Le traitement curatif qui repose sur une allogreffe de cellules souches hématopoïétiques nécessite un donneur compatible dans la fratrie, ce qui n’est possible que dans un quart des cas avec des risques de complications infectieuses et de maladie du greffon contre l’hôte.

Quatre patients traités à l’hôpital Necker-Enfants malades à Paris

« Après la preuve de principe thérapeutique que nous avons obtenue chez un patient thalassémique (Nature 2010, Cavazzana et coll.) et un patient drépanocytaire (NEJM 2017, Ribeil et coll.), nous publions maintenant les résultats intermédiaires d'essais multicentriques de phase 2 avec le même vecteur LentiGlobine, explique au « Quotidien » le Pr Philippe Leboulch qui a développé le vecteur lentiviral thérapeutique à l’université d’Harvard (Boston) et au CEA de Fontenay-aux-Roses, en collaboration avec la société américaine bluebird bio (Boston) dont il est le cofondateur. « Ces essais de phase 1/2 menés chez 22 patients atteints de thalassémie majeure transfusion-dépendante confirment la consistance et la magnitude de l’efficacité thérapeutique de notre vecteur chez de nombreux patients », poursuit-il.
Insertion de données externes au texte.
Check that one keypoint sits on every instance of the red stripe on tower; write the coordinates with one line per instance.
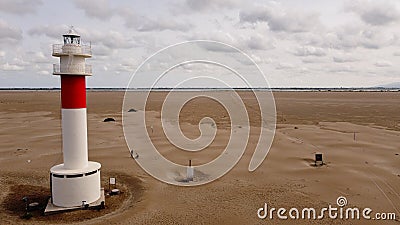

L’essai HGB-204 a été mené aux États-Unis (n = 14), en Australie (n = 2) et en Thaïlande (n = 2), et l’essai HGB-205 porte sur 4 patients traités à l’Hôpital Necker-Enfants malades à Paris sous la direction du Pr Marina Cavazzana. Les chercheurs ont prélevé des cellules souches sanguines chez les 22 patients âgés de 5 à 35 ans. Ils les ont modifiées ex vivo à l’aide du vecteur LentiGlobine BB305 (similaire au vecteur HPV569) pour leur apporter un gène sain substitutif, puis ont infusé de nouveau ces cellules aux patients conditionnés au préalable par un traitement myéloabatif (busulfan). Cette autogreffe de cellules souches thérapeutiques a ainsi produit des globules rouges contenant de l’hémoglobine saine. Après une seule thérapie et un suivi moyen de 2 ans (1 à 3 ans), 12 des 13 patients ayant une forme moins sévère liée au génotype non-bêta0/bêta0 n’ont plus besoin de transfusions et mènent une vie normale avec des taux d'hémoglobine normaux ou s’en approchant.

Forme la plus sévère

Parmi les 9 patients ayant la forme la plus sévère (liée au génotype bêta0/bêta0 ou à deux copies de la mutation IVS1-110), 3 patients ne nécessitent plus de transfusions et les 6 autres ont réduit leurs besoins transfusionnels de 73 %. La vie de ces patients a radicalement changé. Ces patients continueront d’être suivis pendant 13 ans dans le cadre des essais HGB-204 et HGB-205. Aucun risque sécuritaire n’est signalé jusqu’ici.

« Il y a encore place à l’amélioration, car nous aimerions éliminer la dépendance aux transfusions même pour les patients atteints de la forme la plus sévère de la maladie ; il y a de l'espoir avec les modifications du protocole que nous avons introduites dans nos essais de phase 3 », indique le Pr Leboulch. Des essais de phase 3 internationaux sont en cours et devraient être bientôt terminés. Nous espérons obtenir l'approbation du produit dans quelques mois, d’abord en Europe pour la thalassémie transfusion-dépendante non-beta0. »

« NEJM » 19 avril 2018, A.A. Thompson et coll.